Read-only diagnostic linter for self-hosted Elasticsearch and OpenSearch clusters. Think kube-bench / kube-score but for ES/OS: "Tell me what's wrong."
esops-doctor is the diagnostic counterpart to esops, esops is imperative and may mutate, esops-doctor is declarative, opinionated and never mutates.
esops-doctor gives you:
- Read-only diagnostic scans for Elasticsearch & OpenSearch
- 100% declarative rules written in CEL (no Go code needed)
- Multiple output formats (table, SARIF, HTML, JUnit…)
- Built-in profiles for prod/staging/dev/CI/CIS-bench
- Zero telemetry — completely private by design
The client is read-only by design. This restriction is enforced through static analysis of the import graph rather than through manual code review processes. If the CI pipeline detects any internal dependency that references a mutating API within esops-go/pkg/client or that directly imports the Elasticsearch/OpenSearch client we manage, the build will fail.
Pre-built binary files are available for download with every GitHub release:
- Archive files for
linux/amd64,linux/arm64,darwin/amd64,darwin/arm64, andwindows/amd64. - Debian (.deb) and RPM packages for Linux.
- Digital signatures and SBOM files (CycloneDX & SPDX) along with the binary.
Extract the downloaded file and move esops-doctor somewhere on your $PATH.

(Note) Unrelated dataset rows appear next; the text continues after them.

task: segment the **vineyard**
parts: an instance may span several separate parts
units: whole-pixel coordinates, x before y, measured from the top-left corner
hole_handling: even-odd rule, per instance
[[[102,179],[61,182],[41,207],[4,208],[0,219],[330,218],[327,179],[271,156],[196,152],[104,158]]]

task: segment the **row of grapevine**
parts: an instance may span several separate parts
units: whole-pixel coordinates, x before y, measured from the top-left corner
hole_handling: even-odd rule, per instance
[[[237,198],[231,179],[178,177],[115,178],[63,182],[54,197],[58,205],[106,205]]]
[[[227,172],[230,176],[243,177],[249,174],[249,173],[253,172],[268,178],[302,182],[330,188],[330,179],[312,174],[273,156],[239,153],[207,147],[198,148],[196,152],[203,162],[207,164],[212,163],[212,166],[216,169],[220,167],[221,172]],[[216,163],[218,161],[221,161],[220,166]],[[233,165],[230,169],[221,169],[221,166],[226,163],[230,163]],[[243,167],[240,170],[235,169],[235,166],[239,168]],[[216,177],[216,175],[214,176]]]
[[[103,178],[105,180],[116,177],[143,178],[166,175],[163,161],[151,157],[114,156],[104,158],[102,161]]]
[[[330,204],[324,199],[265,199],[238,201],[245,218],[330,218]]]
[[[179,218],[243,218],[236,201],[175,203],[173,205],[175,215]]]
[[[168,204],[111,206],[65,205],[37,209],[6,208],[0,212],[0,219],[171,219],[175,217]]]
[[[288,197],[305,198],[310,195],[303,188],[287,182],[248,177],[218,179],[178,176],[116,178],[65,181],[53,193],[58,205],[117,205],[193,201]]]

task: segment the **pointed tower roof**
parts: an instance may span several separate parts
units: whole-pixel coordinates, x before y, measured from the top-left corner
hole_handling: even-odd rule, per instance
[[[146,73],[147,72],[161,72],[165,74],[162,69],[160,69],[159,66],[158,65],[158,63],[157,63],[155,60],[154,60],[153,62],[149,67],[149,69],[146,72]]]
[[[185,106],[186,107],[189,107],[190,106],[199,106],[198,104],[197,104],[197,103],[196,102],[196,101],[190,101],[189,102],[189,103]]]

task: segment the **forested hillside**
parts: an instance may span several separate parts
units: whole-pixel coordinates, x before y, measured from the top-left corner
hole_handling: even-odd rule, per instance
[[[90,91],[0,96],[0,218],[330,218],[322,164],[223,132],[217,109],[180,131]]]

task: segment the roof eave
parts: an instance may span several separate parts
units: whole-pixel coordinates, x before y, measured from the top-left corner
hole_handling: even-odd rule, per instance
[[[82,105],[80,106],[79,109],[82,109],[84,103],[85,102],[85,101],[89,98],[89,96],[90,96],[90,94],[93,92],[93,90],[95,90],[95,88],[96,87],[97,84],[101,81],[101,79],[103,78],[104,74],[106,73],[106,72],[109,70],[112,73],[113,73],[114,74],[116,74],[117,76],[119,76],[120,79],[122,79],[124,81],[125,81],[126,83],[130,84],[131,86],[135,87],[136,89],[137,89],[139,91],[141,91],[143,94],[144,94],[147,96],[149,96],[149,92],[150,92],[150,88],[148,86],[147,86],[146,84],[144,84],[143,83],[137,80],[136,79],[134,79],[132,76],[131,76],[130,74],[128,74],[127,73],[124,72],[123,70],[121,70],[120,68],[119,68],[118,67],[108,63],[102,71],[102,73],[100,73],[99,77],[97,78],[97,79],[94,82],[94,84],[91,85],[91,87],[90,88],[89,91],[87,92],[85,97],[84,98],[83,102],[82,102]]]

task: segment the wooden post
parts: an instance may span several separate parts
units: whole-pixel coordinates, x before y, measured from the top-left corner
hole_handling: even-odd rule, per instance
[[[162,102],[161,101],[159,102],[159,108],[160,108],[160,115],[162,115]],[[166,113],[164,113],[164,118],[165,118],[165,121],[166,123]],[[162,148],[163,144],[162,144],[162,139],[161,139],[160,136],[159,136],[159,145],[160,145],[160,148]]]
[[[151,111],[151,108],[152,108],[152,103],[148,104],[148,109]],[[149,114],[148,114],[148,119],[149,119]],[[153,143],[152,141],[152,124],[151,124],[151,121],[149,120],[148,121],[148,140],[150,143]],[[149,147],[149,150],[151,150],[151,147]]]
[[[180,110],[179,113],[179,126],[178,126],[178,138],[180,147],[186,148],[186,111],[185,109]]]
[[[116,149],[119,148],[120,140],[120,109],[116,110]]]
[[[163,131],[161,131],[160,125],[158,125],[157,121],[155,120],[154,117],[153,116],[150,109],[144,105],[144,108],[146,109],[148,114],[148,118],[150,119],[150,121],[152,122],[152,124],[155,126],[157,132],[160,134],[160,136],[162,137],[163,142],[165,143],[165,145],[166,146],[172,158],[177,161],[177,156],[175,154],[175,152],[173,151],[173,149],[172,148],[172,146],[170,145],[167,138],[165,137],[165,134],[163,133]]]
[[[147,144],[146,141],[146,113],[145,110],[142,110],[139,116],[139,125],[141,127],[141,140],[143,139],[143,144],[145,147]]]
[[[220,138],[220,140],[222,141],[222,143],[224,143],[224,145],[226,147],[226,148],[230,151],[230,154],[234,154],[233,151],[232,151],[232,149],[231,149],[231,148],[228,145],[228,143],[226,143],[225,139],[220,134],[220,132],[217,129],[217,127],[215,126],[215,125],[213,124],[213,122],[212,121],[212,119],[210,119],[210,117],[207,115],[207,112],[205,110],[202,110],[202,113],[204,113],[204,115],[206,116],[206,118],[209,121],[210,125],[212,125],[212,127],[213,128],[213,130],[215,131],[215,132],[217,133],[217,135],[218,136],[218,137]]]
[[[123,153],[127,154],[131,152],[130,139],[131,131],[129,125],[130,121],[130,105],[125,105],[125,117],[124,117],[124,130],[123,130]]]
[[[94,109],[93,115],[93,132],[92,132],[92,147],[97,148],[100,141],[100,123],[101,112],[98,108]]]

esops-doctor reuses the esops config file (~/.config/esops/config.yaml, or $ESOPS_CONFIG) and its contexts map. If you have esops configured, you have esops-doctor configured.
A minimal config:
current-context: prod
contexts:
prod:
url: https://prod-es.example.internal:9200
auth:
type: basic
username: doctor
password: ${env:ES_DOCTOR_PASSWORD}
tls:
ca_cert: /etc/ssl/certs/internal-ca.pem
staging:
url: https://staging-es.example.internal:9200
auth:
type: api_key
api_key: ${file:/etc/esops/staging.apikey}Secret indirection (${env:...}, ${file:...}, ${keyring:...}) is resolved by esops-go. --context NAME overrides current-context; --url URL bypasses the config entirely for one-off probes.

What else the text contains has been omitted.